Angle dominant identifié — ne reflète pas l’unanimité des médias de ce pays
POINTS CLES
- 01
Axios, relayé par Tasnim et Tabnak, affirme que l'armée américaine a frappé mardi deux pétroliers iraniens près des côtes iraniennes, visant leurs salles des machines par drones
- 02
L'organisme iranien de gestion de la voie navigable du golfe Persique a mis à jour sa liste des « navires contrevenants » dans le détroit d'Ormuz, incluant des signalements de la population
- 03
Xi Jinping a proposé une coopération avec les pays du Moyen-Orient pour la sécurité maritime, tandis que Pékin a opposé son veto à une résolution de l'ONU sur une coalition de sécurisation d'Ormuz et bloqué un paragraphe du G20 sur la liberté de navigation, par crainte d'un précédent pour Taïwan
ANALYSE
Téhéran, 3 septembre 2026. Alors que Ryad et le Conseil de coopération du Golfe accusent l'Iran d'avoir frappé le supertanker saoudien SIDR, la presse conservatrice iranienne développe un récit inverse. Citant l'agence américaine Axios relayée par Tasnim, Tabnak rapporte que l'armée américaine aurait frappé mardi deux pétroliers battant pavillon iranien, mouillés « près des côtes iraniennes, au nord de la ligne de blocus maritime américaine » : des drones auraient tiré des missiles sur leurs salles des machines. Un responsable américain cité par Axios évoque une politique du « pétrolier contre pétrolier » voulue par l'administration Trump pour dissuader Téhéran de viser les navires traversant Ormuz. Tabnak qualifie Axios de « média américano-sioniste » et son journaliste Barak Ravid de « bras de la guerre psychologique » de Washington et Tel-Aviv, sans démentir le contenu de la dépêche. Asr Iran, citant la même source, insiste sur l'ordre présidentiel direct de Trump, alors que celui-ci continue d'affirmer que les navires circulent librement dans le détroit et que son contrôle revient aux Etats-Unis - une contradiction relevée avec ironie par la presse iranienne. Parallèlement, l'organisme public de gestion de la voie navigable du golfe Persique a mis à jour sa liste des « navires contrevenants » dans le détroit d'Ormuz, en intégrant des signalements transmis volontairement par des habitants, précise Tabnak.

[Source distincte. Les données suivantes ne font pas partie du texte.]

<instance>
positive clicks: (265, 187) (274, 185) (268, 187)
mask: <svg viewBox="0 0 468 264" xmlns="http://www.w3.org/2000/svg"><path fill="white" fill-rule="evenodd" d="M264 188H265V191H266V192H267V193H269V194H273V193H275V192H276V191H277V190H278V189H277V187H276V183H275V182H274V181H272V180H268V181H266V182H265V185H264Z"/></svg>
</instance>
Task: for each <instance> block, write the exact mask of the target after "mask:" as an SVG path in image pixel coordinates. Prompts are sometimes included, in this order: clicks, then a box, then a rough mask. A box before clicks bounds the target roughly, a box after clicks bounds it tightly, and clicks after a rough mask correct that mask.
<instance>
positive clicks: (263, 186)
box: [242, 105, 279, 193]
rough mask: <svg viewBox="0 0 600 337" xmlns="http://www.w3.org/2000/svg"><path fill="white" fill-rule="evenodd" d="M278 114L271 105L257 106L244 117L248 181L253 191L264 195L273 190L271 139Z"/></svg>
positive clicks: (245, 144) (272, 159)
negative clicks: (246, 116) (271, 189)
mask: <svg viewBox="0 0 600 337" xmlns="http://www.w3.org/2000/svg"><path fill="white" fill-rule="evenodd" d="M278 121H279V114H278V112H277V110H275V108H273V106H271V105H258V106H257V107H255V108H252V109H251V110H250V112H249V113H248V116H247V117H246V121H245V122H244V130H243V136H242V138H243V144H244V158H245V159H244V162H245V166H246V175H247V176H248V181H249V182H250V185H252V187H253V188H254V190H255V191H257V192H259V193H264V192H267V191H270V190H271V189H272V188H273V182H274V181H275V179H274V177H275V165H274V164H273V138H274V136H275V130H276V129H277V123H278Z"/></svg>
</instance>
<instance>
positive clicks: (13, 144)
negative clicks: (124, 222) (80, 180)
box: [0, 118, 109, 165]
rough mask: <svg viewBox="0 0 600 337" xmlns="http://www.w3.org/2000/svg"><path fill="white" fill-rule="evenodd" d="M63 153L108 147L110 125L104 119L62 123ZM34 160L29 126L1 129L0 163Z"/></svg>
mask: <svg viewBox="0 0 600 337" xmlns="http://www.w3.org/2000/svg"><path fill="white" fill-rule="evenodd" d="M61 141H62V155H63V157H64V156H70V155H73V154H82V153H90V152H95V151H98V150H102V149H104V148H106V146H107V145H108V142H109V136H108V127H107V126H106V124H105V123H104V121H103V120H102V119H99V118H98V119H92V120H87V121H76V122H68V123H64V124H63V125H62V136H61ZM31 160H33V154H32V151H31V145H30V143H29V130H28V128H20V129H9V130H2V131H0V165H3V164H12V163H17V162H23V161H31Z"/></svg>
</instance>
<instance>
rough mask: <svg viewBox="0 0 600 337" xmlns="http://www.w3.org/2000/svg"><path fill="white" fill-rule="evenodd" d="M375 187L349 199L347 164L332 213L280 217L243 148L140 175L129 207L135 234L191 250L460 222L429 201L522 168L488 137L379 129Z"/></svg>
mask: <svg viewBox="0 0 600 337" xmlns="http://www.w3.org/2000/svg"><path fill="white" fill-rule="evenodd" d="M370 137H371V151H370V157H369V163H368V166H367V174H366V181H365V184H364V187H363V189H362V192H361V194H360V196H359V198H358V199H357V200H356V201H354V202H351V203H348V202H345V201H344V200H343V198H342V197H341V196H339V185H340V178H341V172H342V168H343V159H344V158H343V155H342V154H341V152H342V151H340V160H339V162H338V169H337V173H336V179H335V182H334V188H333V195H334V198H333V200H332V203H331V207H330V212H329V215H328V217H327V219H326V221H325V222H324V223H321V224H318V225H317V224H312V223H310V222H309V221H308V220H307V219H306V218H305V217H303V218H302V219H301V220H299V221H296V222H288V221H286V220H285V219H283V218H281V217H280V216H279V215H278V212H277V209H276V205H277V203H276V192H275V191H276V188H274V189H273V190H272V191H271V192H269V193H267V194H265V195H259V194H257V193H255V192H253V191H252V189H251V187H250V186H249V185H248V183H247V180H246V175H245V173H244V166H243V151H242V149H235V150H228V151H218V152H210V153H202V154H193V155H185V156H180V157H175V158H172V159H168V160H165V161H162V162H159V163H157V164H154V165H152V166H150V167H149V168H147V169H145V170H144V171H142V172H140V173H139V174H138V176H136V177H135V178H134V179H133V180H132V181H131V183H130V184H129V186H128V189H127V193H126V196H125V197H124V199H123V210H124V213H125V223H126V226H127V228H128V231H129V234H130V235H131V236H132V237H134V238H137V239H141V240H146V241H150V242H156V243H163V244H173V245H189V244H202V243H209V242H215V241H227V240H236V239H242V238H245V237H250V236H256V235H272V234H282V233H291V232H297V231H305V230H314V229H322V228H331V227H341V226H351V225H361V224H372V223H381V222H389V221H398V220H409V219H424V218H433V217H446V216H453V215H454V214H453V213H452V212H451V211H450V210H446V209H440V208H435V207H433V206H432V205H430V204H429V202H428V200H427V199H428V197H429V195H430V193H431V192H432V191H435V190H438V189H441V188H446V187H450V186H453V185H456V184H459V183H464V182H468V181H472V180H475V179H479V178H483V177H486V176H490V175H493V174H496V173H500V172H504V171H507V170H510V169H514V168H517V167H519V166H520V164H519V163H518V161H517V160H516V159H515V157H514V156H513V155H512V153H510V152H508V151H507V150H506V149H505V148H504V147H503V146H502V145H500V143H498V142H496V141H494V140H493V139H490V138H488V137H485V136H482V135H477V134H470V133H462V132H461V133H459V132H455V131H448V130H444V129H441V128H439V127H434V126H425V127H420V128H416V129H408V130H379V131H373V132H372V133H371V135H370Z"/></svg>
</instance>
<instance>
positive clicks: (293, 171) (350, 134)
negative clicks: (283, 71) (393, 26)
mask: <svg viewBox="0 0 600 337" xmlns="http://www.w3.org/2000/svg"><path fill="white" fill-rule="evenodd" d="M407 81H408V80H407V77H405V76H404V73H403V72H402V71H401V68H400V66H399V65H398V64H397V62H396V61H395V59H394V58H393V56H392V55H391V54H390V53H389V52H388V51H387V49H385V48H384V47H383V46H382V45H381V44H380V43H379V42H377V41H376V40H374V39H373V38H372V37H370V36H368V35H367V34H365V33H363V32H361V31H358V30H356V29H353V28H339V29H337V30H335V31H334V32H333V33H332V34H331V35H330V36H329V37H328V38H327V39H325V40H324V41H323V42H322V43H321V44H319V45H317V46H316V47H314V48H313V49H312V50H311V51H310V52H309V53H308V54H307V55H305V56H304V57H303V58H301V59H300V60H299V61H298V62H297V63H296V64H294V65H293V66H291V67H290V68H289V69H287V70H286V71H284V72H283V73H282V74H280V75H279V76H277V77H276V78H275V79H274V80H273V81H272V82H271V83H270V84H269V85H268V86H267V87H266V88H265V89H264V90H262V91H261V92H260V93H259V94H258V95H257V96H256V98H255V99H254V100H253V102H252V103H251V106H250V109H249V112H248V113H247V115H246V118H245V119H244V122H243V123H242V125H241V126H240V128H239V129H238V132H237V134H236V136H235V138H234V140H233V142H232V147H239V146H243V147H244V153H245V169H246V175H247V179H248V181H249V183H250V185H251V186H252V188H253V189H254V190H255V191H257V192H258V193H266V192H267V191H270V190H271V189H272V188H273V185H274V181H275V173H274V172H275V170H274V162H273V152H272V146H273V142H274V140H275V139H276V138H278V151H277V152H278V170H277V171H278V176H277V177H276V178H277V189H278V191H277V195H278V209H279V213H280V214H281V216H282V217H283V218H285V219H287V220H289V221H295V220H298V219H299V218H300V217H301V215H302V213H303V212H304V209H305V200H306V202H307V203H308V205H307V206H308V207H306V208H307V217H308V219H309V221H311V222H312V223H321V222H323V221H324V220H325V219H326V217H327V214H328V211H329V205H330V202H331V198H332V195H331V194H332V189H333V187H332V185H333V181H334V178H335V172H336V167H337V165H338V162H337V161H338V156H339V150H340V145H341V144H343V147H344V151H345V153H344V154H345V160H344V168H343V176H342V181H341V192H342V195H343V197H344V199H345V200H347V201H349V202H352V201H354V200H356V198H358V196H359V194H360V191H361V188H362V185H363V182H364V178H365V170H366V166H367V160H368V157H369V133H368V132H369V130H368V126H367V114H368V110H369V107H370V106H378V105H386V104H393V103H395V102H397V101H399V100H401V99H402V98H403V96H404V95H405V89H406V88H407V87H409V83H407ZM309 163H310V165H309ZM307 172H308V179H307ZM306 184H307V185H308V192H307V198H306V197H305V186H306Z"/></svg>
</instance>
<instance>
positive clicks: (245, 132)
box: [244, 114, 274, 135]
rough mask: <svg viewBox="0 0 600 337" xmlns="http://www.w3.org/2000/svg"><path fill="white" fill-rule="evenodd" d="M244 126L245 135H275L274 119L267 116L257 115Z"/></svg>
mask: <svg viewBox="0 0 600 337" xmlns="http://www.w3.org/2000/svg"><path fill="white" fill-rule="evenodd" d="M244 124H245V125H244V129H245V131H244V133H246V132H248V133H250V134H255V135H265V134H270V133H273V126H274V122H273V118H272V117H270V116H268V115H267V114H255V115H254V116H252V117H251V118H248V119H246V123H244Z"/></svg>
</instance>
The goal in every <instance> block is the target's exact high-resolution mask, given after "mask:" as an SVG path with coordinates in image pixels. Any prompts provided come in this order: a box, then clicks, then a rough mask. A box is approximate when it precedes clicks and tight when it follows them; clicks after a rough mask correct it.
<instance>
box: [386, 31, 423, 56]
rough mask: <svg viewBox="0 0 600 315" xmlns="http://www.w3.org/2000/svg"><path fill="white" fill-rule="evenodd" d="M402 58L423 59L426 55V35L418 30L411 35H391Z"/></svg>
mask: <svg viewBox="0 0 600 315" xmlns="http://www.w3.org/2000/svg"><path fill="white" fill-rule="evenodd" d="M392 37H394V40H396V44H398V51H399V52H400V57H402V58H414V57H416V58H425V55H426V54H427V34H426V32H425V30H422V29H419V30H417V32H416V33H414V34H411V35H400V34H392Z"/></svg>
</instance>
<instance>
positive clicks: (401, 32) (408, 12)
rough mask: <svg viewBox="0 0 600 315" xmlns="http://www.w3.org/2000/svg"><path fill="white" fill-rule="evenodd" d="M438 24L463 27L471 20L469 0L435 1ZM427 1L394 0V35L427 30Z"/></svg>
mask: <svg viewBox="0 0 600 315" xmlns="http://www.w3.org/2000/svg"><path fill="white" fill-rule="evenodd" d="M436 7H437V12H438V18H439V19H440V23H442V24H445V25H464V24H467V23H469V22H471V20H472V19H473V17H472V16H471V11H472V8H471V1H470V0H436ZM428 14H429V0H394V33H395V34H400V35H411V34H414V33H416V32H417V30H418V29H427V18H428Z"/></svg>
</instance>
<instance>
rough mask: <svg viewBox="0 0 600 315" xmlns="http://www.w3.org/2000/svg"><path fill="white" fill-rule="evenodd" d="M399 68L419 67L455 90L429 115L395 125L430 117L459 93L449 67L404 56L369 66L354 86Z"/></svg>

Sur le plan diplomatique, Téhéran observe aussi le geste de Pékin : Xi Jinping s'est dit prêt à coopérer avec les pays du Moyen-Orient pour protéger les lignes maritimes, appelant les puissances étrangères à abandonner leurs doubles standards. La Chine a déjà opposé son veto à une résolution du Conseil de sécurité proposant une coalition de sécurisation du détroit, et a bloqué, lors du G20 finances d'Asheville fin août, un paragraphe commun sur la liberté de navigation à Ormuz, par crainte d'un précédent pour le détroit de Taïwan - dix-neuf membres ont dû se contenter d'une déclaration de la seule présidence américaine. Aucun média du corpus iranien ne mentionne directement le SIDR, les marins philippins tués ni le baril à 95 dollars : le narratif domestique reste centré sur la contre-accusation anti-américaine et la légalité de la liste de navires.